# Te Amo Revolution Robusto Ovalado



## Tuxguy

Let me start off by saying I have been smoking cigars now for 7 to 8 years. In that time I have only had one other Te Amo cigar. I do not recall which one but I remember not enjoying it. When I got home yesterday I received the new JR Cigar catalog and noticed a few new cigars on the cover. One being a new cigar from Te Amo called the Revolution. Later on last night I stopped by a beer distributor by my house that has a walk in and noticed they had 2 new boxes of the Revolution. I decided to pick up one of the robusto (5.25" 56 RG) sized ones to try. The price point was $4.55
So here we go!
This is what JR's says:" Blended with tons of uniquely flavorful San Andrés leaf and finished with the ***** wrapper that made the original line so beloved, these additions to the longstanding Te-Amo family have been crafted with a "boutique cigar" presentation in mind. A bit fuller in body than their predecessors, they're rich, fragrant, expertly built, and extremely satisfying."

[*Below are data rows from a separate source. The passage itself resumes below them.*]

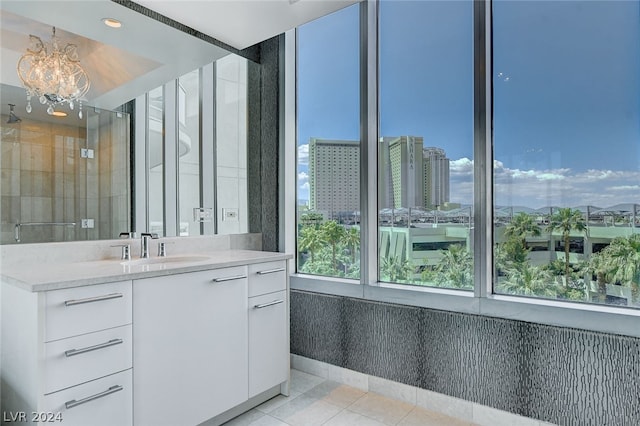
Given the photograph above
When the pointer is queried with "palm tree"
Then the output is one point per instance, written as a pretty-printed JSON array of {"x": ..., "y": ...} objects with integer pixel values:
[
  {"x": 352, "y": 240},
  {"x": 522, "y": 225},
  {"x": 622, "y": 262},
  {"x": 310, "y": 239},
  {"x": 528, "y": 280},
  {"x": 332, "y": 233},
  {"x": 394, "y": 269},
  {"x": 566, "y": 220},
  {"x": 455, "y": 268}
]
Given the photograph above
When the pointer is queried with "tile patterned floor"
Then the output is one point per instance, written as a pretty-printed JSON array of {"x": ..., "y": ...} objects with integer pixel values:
[{"x": 315, "y": 401}]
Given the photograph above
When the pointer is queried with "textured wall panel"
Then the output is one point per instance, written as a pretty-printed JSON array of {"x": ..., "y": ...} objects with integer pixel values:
[{"x": 561, "y": 375}]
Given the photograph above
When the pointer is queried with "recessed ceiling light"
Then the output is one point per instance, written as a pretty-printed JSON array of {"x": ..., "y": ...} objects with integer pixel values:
[{"x": 111, "y": 22}]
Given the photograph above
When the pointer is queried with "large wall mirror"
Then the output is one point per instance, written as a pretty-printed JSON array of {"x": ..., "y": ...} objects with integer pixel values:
[{"x": 175, "y": 165}]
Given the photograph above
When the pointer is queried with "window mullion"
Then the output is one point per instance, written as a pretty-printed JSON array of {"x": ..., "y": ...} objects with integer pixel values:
[
  {"x": 368, "y": 141},
  {"x": 483, "y": 188}
]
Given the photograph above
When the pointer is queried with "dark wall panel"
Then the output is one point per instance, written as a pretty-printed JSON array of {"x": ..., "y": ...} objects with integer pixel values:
[{"x": 564, "y": 376}]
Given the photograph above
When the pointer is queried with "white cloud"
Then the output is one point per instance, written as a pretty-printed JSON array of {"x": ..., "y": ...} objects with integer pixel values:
[
  {"x": 461, "y": 166},
  {"x": 546, "y": 187}
]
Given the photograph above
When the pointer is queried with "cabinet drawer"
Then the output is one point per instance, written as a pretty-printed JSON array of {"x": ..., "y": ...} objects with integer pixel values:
[
  {"x": 268, "y": 342},
  {"x": 102, "y": 402},
  {"x": 74, "y": 311},
  {"x": 79, "y": 359},
  {"x": 267, "y": 277}
]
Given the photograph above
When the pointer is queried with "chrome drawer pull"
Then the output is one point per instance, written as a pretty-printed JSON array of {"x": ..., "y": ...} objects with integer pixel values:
[
  {"x": 93, "y": 299},
  {"x": 237, "y": 277},
  {"x": 73, "y": 352},
  {"x": 74, "y": 403},
  {"x": 270, "y": 271},
  {"x": 264, "y": 305}
]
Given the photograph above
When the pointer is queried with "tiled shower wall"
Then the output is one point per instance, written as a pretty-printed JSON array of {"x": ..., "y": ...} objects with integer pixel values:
[
  {"x": 44, "y": 179},
  {"x": 559, "y": 375}
]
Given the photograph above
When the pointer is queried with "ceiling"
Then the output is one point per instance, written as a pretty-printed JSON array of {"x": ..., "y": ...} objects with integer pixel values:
[{"x": 144, "y": 53}]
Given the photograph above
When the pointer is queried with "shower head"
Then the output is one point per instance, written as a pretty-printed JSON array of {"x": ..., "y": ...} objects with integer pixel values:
[{"x": 13, "y": 118}]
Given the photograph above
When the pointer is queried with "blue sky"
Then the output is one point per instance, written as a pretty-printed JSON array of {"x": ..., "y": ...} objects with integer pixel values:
[{"x": 566, "y": 93}]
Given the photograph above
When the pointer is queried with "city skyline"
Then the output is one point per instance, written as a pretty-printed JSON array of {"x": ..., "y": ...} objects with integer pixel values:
[{"x": 561, "y": 137}]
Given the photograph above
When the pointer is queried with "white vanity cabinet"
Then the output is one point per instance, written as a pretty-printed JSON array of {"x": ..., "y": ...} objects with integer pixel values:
[
  {"x": 175, "y": 344},
  {"x": 67, "y": 354},
  {"x": 207, "y": 342},
  {"x": 268, "y": 326},
  {"x": 190, "y": 353}
]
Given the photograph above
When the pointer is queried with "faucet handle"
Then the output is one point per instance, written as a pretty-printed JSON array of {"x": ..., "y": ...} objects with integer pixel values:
[
  {"x": 162, "y": 248},
  {"x": 126, "y": 251}
]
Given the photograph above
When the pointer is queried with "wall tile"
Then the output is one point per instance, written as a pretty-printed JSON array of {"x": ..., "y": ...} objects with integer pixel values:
[{"x": 551, "y": 374}]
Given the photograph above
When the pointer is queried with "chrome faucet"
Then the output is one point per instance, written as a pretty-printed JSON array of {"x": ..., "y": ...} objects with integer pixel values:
[{"x": 144, "y": 247}]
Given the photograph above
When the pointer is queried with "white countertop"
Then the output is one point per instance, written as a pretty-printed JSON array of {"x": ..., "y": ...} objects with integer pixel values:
[{"x": 53, "y": 276}]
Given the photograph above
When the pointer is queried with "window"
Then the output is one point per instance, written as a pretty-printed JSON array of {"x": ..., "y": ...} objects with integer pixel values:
[
  {"x": 328, "y": 213},
  {"x": 557, "y": 181},
  {"x": 425, "y": 151},
  {"x": 566, "y": 82}
]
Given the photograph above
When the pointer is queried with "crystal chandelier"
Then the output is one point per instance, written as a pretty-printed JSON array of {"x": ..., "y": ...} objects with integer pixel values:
[{"x": 53, "y": 74}]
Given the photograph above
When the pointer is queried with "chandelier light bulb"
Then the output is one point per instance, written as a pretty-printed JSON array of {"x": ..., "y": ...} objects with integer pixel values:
[{"x": 53, "y": 74}]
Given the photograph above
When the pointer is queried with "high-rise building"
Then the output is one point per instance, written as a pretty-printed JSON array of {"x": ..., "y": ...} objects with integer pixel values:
[
  {"x": 334, "y": 176},
  {"x": 410, "y": 175},
  {"x": 400, "y": 170},
  {"x": 436, "y": 177}
]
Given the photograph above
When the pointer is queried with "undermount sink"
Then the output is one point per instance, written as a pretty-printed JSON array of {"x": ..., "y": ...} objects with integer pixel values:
[{"x": 168, "y": 259}]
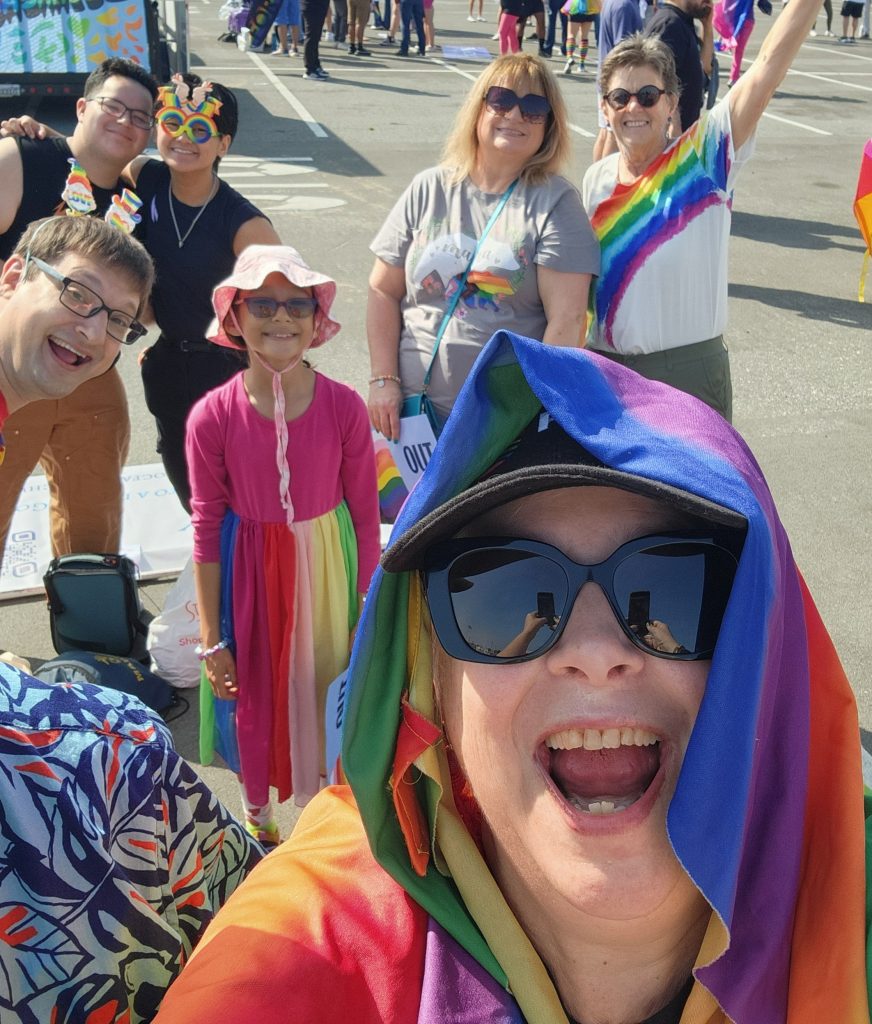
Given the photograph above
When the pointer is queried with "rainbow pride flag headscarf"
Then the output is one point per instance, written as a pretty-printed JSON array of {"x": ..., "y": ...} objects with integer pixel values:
[{"x": 768, "y": 815}]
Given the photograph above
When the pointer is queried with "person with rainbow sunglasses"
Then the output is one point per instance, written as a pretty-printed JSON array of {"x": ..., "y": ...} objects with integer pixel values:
[{"x": 193, "y": 226}]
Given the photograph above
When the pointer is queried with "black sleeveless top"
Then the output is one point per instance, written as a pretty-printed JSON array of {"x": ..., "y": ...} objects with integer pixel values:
[
  {"x": 185, "y": 276},
  {"x": 45, "y": 169}
]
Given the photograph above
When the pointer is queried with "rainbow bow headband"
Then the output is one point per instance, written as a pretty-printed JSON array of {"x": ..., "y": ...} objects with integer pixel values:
[{"x": 183, "y": 112}]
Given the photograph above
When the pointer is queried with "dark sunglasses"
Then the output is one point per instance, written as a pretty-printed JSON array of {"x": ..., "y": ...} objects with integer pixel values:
[
  {"x": 263, "y": 308},
  {"x": 85, "y": 302},
  {"x": 534, "y": 109},
  {"x": 497, "y": 600},
  {"x": 648, "y": 95}
]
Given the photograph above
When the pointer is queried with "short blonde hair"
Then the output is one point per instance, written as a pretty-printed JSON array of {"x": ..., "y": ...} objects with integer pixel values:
[{"x": 512, "y": 71}]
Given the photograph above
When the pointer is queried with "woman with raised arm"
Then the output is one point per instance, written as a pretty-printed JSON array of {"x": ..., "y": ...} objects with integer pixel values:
[{"x": 661, "y": 208}]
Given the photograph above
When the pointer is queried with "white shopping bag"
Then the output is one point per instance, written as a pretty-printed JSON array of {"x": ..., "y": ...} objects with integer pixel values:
[{"x": 174, "y": 634}]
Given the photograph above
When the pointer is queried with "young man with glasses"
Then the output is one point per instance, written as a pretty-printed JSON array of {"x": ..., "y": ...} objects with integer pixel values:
[
  {"x": 603, "y": 763},
  {"x": 85, "y": 435}
]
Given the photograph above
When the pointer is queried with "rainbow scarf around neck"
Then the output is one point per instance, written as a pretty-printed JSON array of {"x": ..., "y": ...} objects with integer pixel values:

First thing to notice is it is a box press style which they call Ovalado
The outer wrapper is a lighter shade of brown, a very "flat finish". Zero shine and no signs of oil.
I just used a regular guillotine cut, upon pre light the cigar smells like hay and has a great draw.









As I got into the first 1/3 of this cigar I notice the hints of hay and grass in which I do not really care for.
The burn of the cigar is great as well as the draw, just not caring for it thus far.









As I get into the 2/3 of this cigar I start to notice the strong flavors of ammonia, the sign of a cigar not quite ready to be smoked. At this point I am really turned off. I tried to stick with it only because I was getting such a good ash and the great draw kept up.
Upon getting to the last third the ash fell off and I called it quits. No sense of wasting time on a bad cigar. Going into it I did not have high expectations but I figured why not give it a try, something new. In conclusion the main thing I disagree with is the description is that it is labeled as a "Full" strength cigar. Not even close. All I can say is maybe again in another 7 years but until then forget it.


----------



## hachigo

Thanks for the review. I had a different experience, but that is what's fun about cigars.

I emailed Altadis and was told this one wouldn't be rolling out till Oct. or Nov. Surprised you were able to get one early.


----------



## hogjaw

cleaning out my chest and found an old Te Amo empty box probably 20 years old. Hadn't thought of the brand in a long time until coming across your post.


----------